Jones reached the semi-finals of the Australian Goldfields Open last season and the quarter-finals of the World Championship in 2012

World number 35 Jamie Jones has hit form at just the right time as he looks ahead to next week’s Kaspersky Riga Masters.

The Welshman feels his game is coming together after victory at the Pink Ribbon Charity Championship in Gloucester last weekend, beating David Grace in the final.

Jamie, how much confidence does winning the Pink Ribbon event give you with the season getting started?

“I didn’t expect to go up there and win it. I just played great right from the start of the event all the way through to the final. Being a pro-am, I had to give an 18-point start to the amateurs which is always difficult. I also beat some top professionals.
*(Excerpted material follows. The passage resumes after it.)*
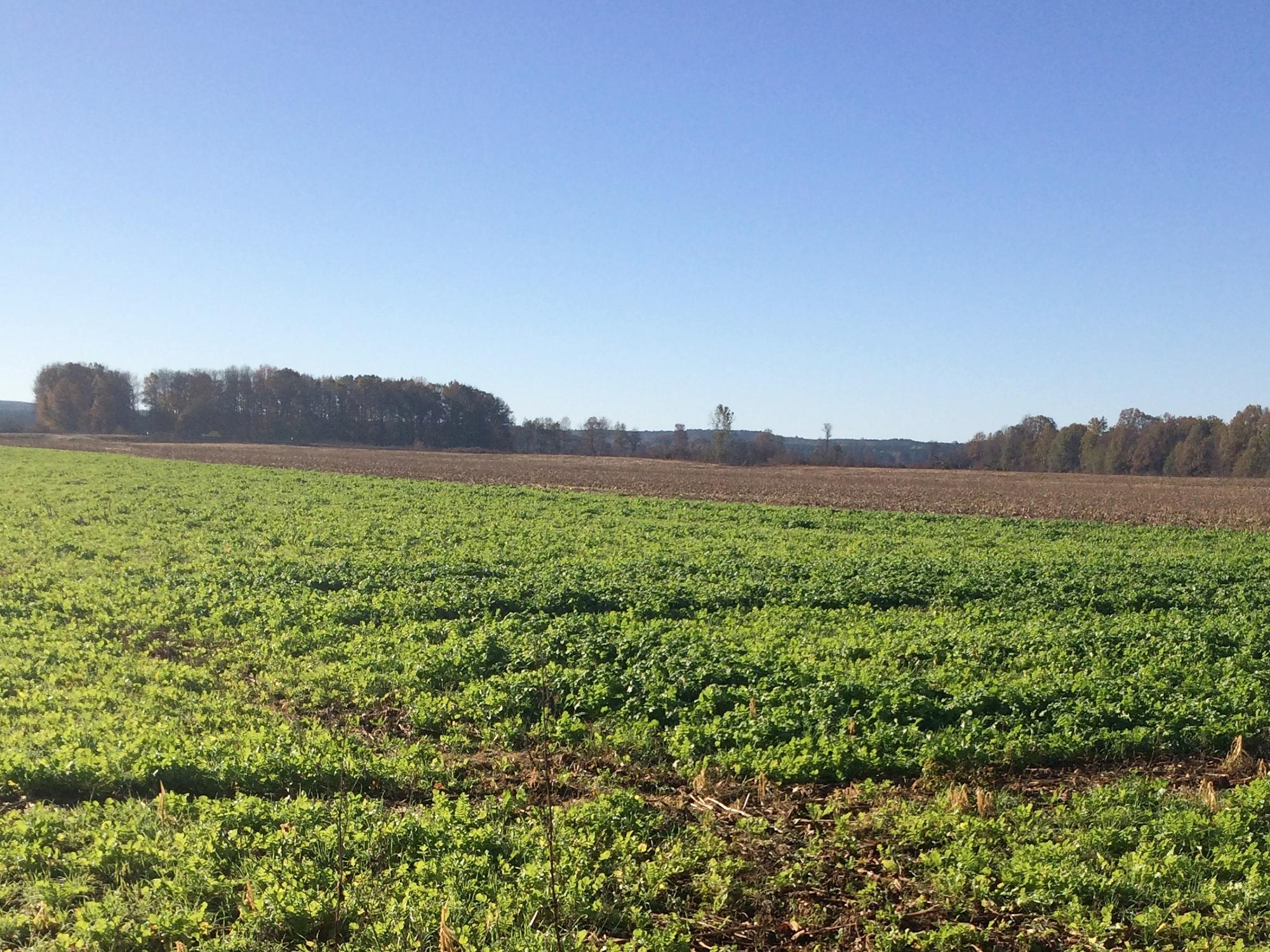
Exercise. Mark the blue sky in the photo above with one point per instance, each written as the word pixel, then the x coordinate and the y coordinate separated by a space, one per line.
pixel 910 220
“It’s a fantastic feeling to come away from a tournament knowing that nobody beat you. I haven’t won an event since turning professional, so it gives me a lot of confidence that I can go into the tour this year and try to claim a title.”
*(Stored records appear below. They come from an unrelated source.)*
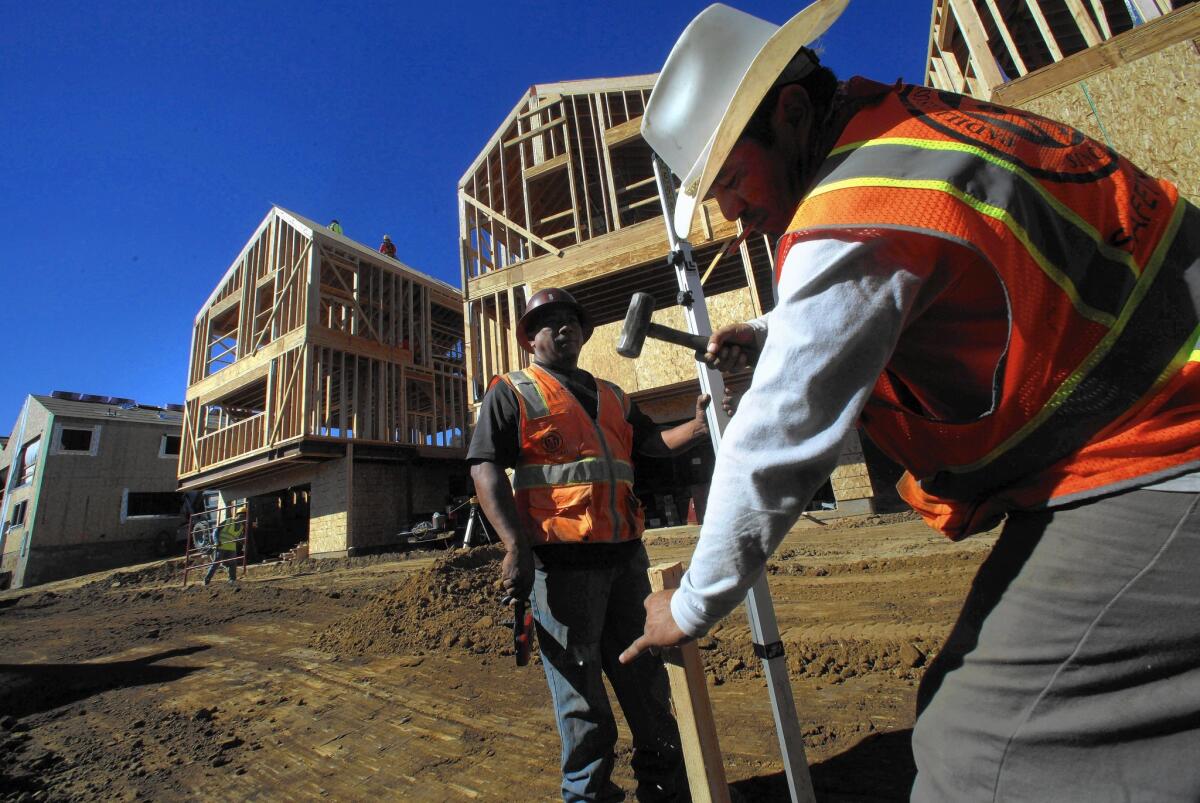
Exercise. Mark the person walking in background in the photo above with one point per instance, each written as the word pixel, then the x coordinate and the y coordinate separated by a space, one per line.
pixel 225 546
pixel 388 247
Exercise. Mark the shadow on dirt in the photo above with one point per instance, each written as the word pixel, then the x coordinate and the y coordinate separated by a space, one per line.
pixel 33 688
pixel 877 768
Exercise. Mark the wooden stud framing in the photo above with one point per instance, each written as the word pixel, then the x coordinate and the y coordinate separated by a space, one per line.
pixel 325 339
pixel 1035 34
pixel 565 186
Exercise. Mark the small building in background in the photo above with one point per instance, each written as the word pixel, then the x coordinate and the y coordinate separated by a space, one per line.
pixel 327 389
pixel 88 483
You secured a spot at the Riga Masters and the Indian Open recently in Preston, but missed out on a World Open place. How did you feel coming away from the qualifiers?
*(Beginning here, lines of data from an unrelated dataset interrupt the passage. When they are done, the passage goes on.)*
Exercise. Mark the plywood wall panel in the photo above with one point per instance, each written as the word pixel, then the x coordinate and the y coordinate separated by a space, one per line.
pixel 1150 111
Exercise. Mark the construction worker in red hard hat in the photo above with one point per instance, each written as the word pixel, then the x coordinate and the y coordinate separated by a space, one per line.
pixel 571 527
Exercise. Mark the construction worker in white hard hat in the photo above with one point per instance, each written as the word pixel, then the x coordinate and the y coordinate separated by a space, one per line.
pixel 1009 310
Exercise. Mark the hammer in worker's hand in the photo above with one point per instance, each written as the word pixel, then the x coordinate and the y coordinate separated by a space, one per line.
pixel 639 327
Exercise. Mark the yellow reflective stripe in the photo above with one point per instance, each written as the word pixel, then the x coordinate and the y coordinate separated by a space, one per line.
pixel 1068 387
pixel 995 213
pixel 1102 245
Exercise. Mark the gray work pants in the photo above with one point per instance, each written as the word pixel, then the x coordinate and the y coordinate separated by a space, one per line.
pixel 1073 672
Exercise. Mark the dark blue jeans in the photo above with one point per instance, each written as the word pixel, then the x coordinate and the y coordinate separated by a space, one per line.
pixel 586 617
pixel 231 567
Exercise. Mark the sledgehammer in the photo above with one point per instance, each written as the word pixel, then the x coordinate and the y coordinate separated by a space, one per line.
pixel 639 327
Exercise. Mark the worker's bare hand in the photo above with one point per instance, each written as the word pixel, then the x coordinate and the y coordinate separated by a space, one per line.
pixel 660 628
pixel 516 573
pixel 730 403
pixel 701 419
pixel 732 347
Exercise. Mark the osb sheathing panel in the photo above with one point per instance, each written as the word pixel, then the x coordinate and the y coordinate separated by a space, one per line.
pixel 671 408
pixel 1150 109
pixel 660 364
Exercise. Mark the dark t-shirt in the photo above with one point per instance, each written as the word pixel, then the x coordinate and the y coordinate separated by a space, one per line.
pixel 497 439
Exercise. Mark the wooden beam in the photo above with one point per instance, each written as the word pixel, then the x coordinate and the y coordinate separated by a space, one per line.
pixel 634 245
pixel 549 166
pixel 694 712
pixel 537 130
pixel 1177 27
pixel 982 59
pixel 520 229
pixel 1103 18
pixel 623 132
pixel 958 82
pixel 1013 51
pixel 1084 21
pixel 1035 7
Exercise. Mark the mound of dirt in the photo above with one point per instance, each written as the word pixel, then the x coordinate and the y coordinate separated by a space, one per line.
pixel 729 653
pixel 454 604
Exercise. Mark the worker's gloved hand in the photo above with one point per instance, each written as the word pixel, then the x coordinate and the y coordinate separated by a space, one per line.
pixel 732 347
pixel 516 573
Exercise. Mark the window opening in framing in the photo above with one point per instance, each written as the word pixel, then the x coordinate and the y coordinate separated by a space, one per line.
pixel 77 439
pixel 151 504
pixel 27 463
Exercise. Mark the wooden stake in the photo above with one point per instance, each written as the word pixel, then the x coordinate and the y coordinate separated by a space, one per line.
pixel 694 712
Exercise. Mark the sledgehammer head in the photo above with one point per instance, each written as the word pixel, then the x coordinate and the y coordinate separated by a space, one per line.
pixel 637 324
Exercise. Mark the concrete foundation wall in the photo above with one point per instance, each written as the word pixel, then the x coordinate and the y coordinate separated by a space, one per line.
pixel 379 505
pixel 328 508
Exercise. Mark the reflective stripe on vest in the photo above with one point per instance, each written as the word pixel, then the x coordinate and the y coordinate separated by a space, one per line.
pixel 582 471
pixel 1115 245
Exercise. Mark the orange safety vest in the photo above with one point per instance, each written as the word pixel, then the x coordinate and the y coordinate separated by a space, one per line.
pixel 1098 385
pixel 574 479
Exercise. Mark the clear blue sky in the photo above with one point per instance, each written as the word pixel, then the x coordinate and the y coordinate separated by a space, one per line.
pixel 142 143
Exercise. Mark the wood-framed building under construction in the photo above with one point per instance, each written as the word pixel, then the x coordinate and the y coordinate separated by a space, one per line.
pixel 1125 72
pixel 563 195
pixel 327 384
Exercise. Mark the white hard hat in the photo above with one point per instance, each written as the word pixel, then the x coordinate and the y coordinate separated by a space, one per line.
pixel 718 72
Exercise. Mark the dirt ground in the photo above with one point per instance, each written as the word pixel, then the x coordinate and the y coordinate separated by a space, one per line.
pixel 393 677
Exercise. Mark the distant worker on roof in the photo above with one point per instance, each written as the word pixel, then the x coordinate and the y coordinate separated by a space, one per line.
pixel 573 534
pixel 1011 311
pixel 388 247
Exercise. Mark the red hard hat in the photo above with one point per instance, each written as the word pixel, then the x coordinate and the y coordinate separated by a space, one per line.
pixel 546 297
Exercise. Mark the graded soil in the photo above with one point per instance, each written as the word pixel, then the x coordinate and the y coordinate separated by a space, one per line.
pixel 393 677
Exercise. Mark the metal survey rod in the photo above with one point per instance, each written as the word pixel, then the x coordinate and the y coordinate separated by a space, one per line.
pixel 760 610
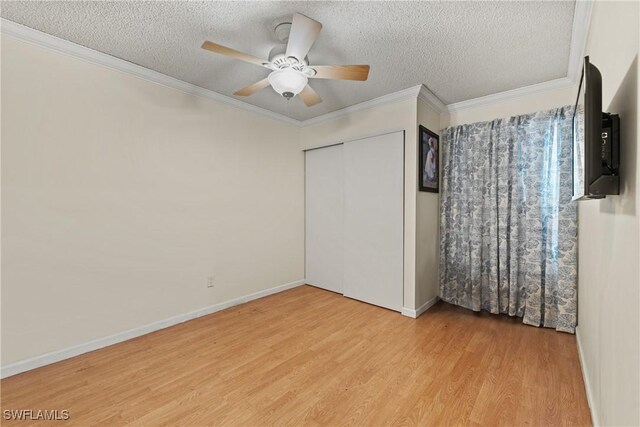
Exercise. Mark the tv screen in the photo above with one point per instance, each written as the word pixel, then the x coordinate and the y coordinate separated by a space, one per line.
pixel 579 189
pixel 595 140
“I was really disappointed. I managed to get two out of the three which is what you would probably expect, but I didn’t play well. It was a real struggle and felt like a continuation of my form from last season. I put in a lot of practice beforehand, but when I got to the event it didn’t seem to rub off. It’s only in the last week that things have really begun to come together. I’m happy with how I’m hitting the ball and with how I played in Gloucester.

“It’s good to have made it to Latvia and India. I’ve been to both places on three or four occasions and enjoy travelling to play there. I first played in Riga at the World Under-21 Championship and it has always been a really welcoming place. It’s exciting to get the season going.”

In terms of your practice for this season, is there anything which you’ve changed?

“Nothing in particular. I was just fed up with how I was playing last year. When you struggle on the table it makes life a bit of a struggle off it as well.  I lost in the first qualifying round for the World Championship and after that I didn’t even want to look at a cue, I felt really bad. At the end of the day it’s your profession and if you aren’t performing the way you should it gets you down. But the new season came around very quickly and I realised that I just had to get up and do something about it. So I have been working really hard to get my game back up to scratch.”

Showing his talent at a school in China

Showing his talent at a school in China

Have you got any goals or ambitions for the upcoming season?

“Setting goals is actually something I’ve never done before. Everyone seems to do it apart from me. But after speaking to one of my friends I thought it would give me a real focus if I had a target. I’m currently sitting at 35th in the world rankings, so the ambition is to break into the top 20 and win a ranking event along the way.”

You took up yoga last year. Is there any connection to your snooker or is it just a pastime?

“I’ve always kept relatively fit. I really like running and have done two half marathons. I actually have another coming up in a couple of weeks. Yoga helps you deal with the aches and pains. If you really get into it, you can teach yourself to keep calm and that’s something I can take on to the table. In a tournament situation you have to do anything you can to give yourself a bit of an edge, so yes I think it does help.”